I think it’s important to understand basic anatomy to understand what postures are healthy and not so healthy. Training your eye is essential, because there are many postures we can become accustomed to seeing and even think of as beautiful that aren’t good for the horse. Conversely, many postures that are healthy and sustainable for a young, green or weak horse are not fancy and sometimes not as pleasant to see (if you’re conditioned to think of a certain posture as pretty over others).
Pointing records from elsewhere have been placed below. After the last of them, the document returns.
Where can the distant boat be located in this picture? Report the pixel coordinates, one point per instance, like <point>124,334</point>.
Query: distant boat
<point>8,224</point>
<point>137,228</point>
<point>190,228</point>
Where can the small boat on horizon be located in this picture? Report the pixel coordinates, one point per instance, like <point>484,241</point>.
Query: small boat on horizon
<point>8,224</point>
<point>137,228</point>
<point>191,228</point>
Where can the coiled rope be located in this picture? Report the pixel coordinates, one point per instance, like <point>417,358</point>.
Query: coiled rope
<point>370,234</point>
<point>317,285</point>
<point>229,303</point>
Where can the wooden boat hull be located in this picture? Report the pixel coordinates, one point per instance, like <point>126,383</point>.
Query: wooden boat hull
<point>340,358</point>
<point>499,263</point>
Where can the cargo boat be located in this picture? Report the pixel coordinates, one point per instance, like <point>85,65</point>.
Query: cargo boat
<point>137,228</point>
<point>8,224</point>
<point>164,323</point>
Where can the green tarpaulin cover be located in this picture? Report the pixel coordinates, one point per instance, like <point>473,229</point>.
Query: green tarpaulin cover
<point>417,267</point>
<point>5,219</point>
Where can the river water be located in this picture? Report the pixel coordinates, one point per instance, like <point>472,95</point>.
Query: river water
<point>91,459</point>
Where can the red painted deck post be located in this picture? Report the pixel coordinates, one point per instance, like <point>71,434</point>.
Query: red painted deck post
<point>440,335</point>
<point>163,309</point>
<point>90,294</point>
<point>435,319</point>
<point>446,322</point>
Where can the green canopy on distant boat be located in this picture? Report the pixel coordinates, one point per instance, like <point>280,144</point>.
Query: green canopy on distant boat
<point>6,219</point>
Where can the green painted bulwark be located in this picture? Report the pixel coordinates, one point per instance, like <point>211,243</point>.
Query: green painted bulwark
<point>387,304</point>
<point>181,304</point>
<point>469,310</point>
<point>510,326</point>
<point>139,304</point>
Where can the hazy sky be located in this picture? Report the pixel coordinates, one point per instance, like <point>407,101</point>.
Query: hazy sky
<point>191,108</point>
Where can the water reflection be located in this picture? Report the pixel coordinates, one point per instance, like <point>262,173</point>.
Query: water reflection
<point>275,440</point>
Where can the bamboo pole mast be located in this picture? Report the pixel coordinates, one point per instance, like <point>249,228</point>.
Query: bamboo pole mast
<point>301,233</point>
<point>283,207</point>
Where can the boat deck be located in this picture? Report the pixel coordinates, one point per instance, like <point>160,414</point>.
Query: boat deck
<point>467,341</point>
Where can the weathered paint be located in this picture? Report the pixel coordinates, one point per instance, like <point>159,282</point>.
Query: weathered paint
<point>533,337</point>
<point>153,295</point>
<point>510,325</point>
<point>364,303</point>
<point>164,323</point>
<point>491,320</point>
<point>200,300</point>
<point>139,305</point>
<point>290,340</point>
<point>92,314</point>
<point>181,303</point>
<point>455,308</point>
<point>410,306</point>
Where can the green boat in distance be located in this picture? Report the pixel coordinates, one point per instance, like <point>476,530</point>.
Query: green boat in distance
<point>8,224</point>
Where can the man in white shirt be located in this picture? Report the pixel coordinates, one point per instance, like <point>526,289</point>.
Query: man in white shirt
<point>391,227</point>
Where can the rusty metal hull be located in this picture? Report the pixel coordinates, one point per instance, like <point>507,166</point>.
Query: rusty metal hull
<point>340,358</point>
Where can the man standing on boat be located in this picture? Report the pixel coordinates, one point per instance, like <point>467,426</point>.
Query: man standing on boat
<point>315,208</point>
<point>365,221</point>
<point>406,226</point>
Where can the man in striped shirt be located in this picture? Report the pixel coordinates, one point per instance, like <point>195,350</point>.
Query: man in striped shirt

I find people in the dressage world especially to be pretty intolerant to seeing horses noses up or too far down, but let’s look to the bones for an ideal posture.
Can you create a connection with your reins that doesn’t compromise the neck vertebrae? Ideally they should remain lined up. When a horse is brought “on the contact” too soon, the integrity of the neck can be easily compromised. You see the first two vertebrae go down, the third becomes the high point, and with this comes ramifications that aren’t good: a horse’s neck shortened and crammed into their chest, less poll movement, shallower breaths, rigidity in the back, tightness in the SI, limited movement of the hind legs under the body. In other words, this horse is physically incapable of pushing from behind:
For horses ridden this way, long and low is my go to until they can maintain the integrity of their neck on the contact.
Whether your horse’s neck is up or down, on contact or not, I try to imagine the vertebrae. Are they lined up in the posture I’m riding in? If not, I know the effects on the rest of the body a shortened neck has, and I try to avoid it.
As Manolo Mendez often says, “short body, long neck.”